软弱无力的手搭在门手往下一压,红木门就开了半条缝。

这只是大厅后面配套的卧房,为了掩饰它的存在,与大厅之间还挂着厚厚的枣红色绸缎帘子。

帘子被柜台牵住一角,外面的情形透出来几许。

不知道发生了什么,只听一阵细小的骚乱,两个保镖走上前去,捉住了谁,风驰电掣锁住那人的手,狠狠将其摁在了地上。

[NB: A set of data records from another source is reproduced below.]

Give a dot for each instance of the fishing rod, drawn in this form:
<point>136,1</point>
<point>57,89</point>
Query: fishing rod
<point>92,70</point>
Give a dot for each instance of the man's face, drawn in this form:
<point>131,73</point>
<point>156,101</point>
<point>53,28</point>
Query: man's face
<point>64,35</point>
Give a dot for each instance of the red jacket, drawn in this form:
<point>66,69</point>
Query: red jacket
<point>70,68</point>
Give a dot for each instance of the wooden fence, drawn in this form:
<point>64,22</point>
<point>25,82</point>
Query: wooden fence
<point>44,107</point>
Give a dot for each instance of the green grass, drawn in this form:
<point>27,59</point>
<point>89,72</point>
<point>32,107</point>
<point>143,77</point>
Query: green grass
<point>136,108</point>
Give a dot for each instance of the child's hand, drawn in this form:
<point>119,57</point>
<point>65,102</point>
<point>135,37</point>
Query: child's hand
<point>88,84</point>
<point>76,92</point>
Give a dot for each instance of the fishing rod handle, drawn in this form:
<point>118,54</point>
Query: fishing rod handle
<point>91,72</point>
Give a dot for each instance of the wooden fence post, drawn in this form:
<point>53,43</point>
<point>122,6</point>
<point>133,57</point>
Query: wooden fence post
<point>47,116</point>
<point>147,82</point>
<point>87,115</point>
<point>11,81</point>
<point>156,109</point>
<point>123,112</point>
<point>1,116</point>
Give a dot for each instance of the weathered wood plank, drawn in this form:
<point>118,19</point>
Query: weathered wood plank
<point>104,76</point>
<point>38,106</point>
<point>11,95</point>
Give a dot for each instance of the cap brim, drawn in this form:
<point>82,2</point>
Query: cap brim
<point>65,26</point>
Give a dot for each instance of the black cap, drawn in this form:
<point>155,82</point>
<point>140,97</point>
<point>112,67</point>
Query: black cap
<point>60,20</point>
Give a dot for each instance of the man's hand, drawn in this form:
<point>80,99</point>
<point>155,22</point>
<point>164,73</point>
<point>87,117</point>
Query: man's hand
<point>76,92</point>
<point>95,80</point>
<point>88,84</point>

那人膝盖重重地砸到地板上,以极度屈辱的姿势跪在孟兰宴的面前。

纪湫苍白的脸上出现了讶异之色。

因为这被制服在地板上的人不是别人,正是闵玉。

昏睡之际不知道发生了什么,看样子,竟像是已经把凶手“捉拿归案”了。

宽敞明亮的厅中,光可鉴人的大理石地砖透着盈盈冷意。

在对面中世纪的古董油画之下,孟兰宴叠腿支颐于丝绒单人座上,碧绿色的目光散漫地打量着大厅尽头的闵玉,那样子就像是高高在上的王,在审判狼狈的罪人。

闵玉吃力地抬起头,额发阴影下,他的眼睛含着笑,那笑里全是讥讽。

四周的各位高层皆是按兵不动,再三观察着这匪夷所思的发展。

就在不久之前,纪湫还是嫌疑最大的人,可通过thoas的验尸,一切竟峰回路转,把矛头对准了闵玉。

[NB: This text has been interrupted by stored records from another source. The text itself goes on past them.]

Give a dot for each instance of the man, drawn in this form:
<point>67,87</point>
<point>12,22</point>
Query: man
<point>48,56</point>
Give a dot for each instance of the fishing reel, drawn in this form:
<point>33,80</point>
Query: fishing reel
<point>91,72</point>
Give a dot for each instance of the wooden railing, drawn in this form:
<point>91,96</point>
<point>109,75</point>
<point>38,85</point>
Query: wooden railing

郁合子的腹中有一把匕首,但这匕首并不是致命伤,真正令她殒命的,是一种稀有毒物。

有人将这种毒物,以最谨慎的方式注入,在尸体下只留下了微不可查的痕迹。但凡除了thoas以外的人,几乎都会把郁合子的死亡定义为脏器破损,流血过多。可事实上,郁合子是死于心脏麻痹。